Indian women will soon be able to legally opt for abortion until the sixth month of pregnancy, instead of the previous limit of five months.
The Union Cabinet chaired by Prime Minister Narendra Modi Wednesday approved the Medical Termination of Pregnancy (Amendment) Bill to extend the period to six months, making it easier for women to safely and legally terminate an unwanted pregnancy.
The only condition will be that the woman has to seek permission from two doctors, including a government doctor, for the procedure.The amendment to the Medical Termination of Pregnancy (MTP) Act, 1971, will now be introduced in Parliament in the upcoming budget session.“The law, which was necessary for women’s reproductive rights, will now allow them to abort any time during pregnancy till the 24-week gestation period. Currently, the law allows medical abortion only till 20 weeks of pregnancy,” Information and Broadcasting Minister Prakash Javadekar said.“The proposed increase in gestational age will ensure dignity, autonomy, confidentiality and justice for women who need to terminate pregnancy,” added the government press statement announcing the amendment.
The risks that led to the decision
Javadekar said that according to estimates, “eight per cent of deaths in maternal mortality data are due to unsafe abortions”.
“The law will help the rape victims, ill and under-age women to terminate the unwanted pregnancy lawfully. Also, in case of deformity of the foetus, a medical board will provide a safe pathway for abortion,” the minister added.
The union health ministry had made the first move towards raising the ceiling to 24 weeks in July 2019 when, in an affidavit submitted before the Delhi High Court, it said the process for amending the MTP Act was under consideration.
The year before, a parliamentary panel had recommended permitting abortions until 24 weeks of pregnancy, and allowing unmarried women to medically terminate pregnancies, in an attempt to prevent women from turning to “fake clinics” that perform unsafe abortions.
The panel cited a research paper published in The Lancet Global Health, which said a total of 15.6 million abortions were carried out in India in 2015. Of these, 11.5 million took place outside health facilities.
Noting the rising incidence of unsafe abortions in India, the parliamentary panel said in its report, “A woman must seek legal recourse if the pregnancy has gone over 20 weeks to terminate the pregnancy. The judicial process is so slow that the victim’s pregnancy more often than not crosses the legal limit and she is unable to get the abortion done, thus pushing her further to the shoddy and shabby dealings of quacks in both rural and urban areas of our country.”
The Supreme Court has frequently intervened and passed orders allowing abortions when the pregnancy was more than 24 weeks. For instance, in 2017, it had permitted a 22-year-old woman in her 24th week of pregnancy to undergo abortion after medical reports found the foetus to be without a skull.
Proposed features of the bill
The bill proposes the requirement of the opinion of “one healthcare provider for termination of pregnancy up to 20 weeks of gestation”, and “introducing the requirement of the opinion of two providers for termination of pregnancy of 20-24 weeks of gestation”.
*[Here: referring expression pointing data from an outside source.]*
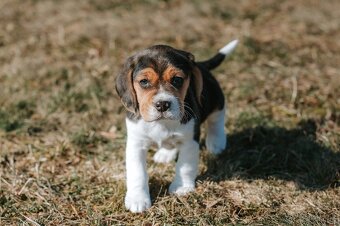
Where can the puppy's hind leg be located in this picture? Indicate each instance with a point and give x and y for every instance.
(216, 140)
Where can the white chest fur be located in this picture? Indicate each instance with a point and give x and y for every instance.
(164, 133)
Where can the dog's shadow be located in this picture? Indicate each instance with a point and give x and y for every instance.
(275, 152)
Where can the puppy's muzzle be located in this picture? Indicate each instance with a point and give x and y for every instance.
(162, 106)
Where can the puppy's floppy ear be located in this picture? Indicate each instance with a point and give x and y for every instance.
(124, 86)
(196, 75)
(198, 82)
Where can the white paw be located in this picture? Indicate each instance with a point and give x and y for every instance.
(165, 155)
(137, 202)
(179, 189)
(216, 143)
The bill has also enhanced the gestation limit for ‘special categories’ of women, which will be defined in the amendments to the MTP rules and would include ‘vulnerable women including survivors of rape, victims of incest and other vulnerable women like differently-abled women and minors.
It also states that the “name and other particulars of a woman whose pregnancy has been terminated shall not be revealed”, except to a person authorised in any law that is currently in force.
Not many countries allow 24-week abortions
Javadekar said the Modi government’s decision will help India join a select club of nations which allow abortion until 24 weeks of pregnancy.
According to 2017 data, 59 countries allow elective abortions, of which only seven permit the procedure after 20 weeks — Canada, China, the Netherlands, North Korea, Singapore, the United States, and Vietnam.
The European Union has no common laws on abortion, while some countries have complete bans on abortion, including Nicaragua, El Salvador, Honduras and Malta.
According to a BBC report, “Cuba and Uruguay are the only places in Latin America region where women can have abortions during the first 12 weeks of pregnancy, regardless of circumstances.”